Jim Maxwell once wrote an essay on how to write a country song guaranteed to hit the Top 40: Include a done-me-wrong lady, a horse, a thief, a train, a jailhouse, a shotgun. Mix with emotion: jealousy, love, regrets. Add some action: a bank robbery, wreck at a railroad yard, a hard-driving rodeo. Deliver with a twang, weave in a refrain that can be repeated with five notes on the piano –and you can’t lose.

Would you like a similar recipe for moneymaking stock photos? How about: a financially happy family, watching a group of busy employees, silhouetted against a palm-fringed beach, at sunset, with dramatic clouds in a big sky featuring (in the upper left-hand corner) the NASA shot of the planet Earth.

Well, maybe separate shots of each of those elements would be more manageable.

Like popular songs manufactured from a formula, stock photo “hits” aren’t necessarily the photos you’d choose as the best representatives of your heart or talent — but they sure can pull in dollars for you while you are laboring to survive in the stock photo industry.

Financially successful commercial stock photographers manufacture the “hits” over and over again — and were doing so long before the days of the Web and microstock.

Photography Best Sellers

Twenty years ago, James Ong, the former president of the Four By Five Stock Photo Agency, compiled 100 top-selling stock photos and provided each photo’s sales history in the book Photography Best Sellers. Needless to say, Henri Cartier-Bresson and W. Eugene Smith aren’t included among Ong’s top sellers.

So, what was the No. 1 moneymaker in Ong’s compilation? A subject that isn’t hard to get; just point your camera and shoot. It was an image of clouds. The photograph earned — back then — total sales of $75,131. The No. 2 picture? Also clouds — earning $66,174. Other pictures in the top 15: busy workers, happy families, sunsets, beaches, and the public domain NASA picture of Earth.

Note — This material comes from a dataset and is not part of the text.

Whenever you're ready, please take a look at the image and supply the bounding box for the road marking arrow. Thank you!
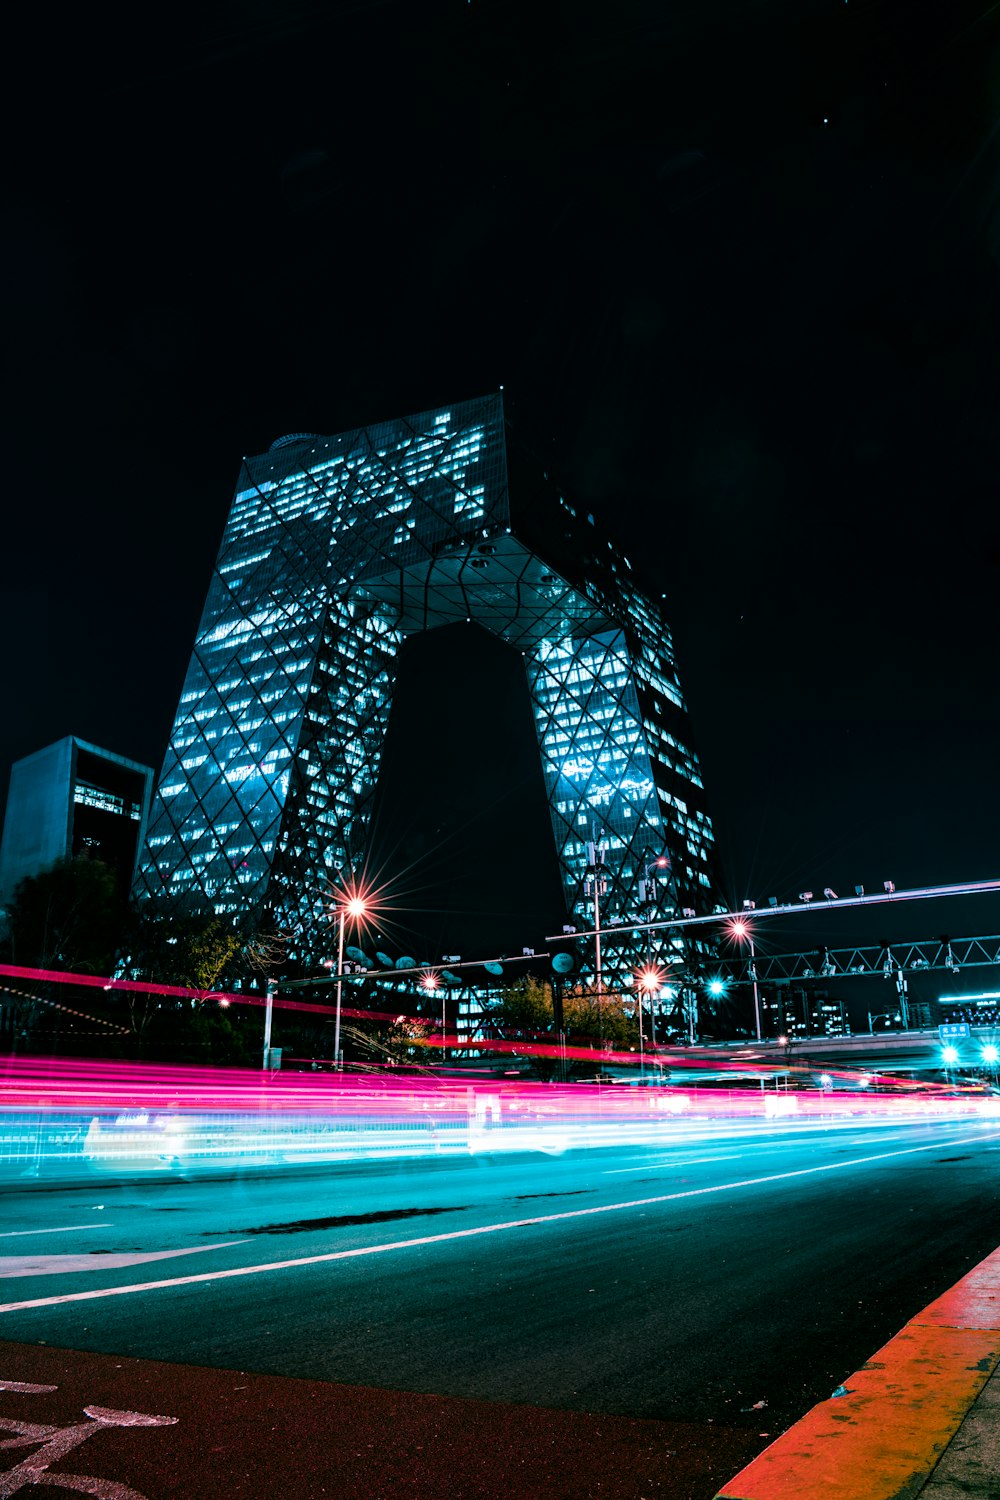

If you are into photography strictly for the money, the above could be a clue as to what you should be taking (or making) to send to the microstock sites that you work with.

Things really haven’t changed that much in the past 20 years. If you look at the current best-selling images on iStockPhoto and other stock sites, you’ll see lots and lots of clouds.

James Ong never made any value judgments on his book’s photographs, by the way — other than to say that money talks. And who can argue with that?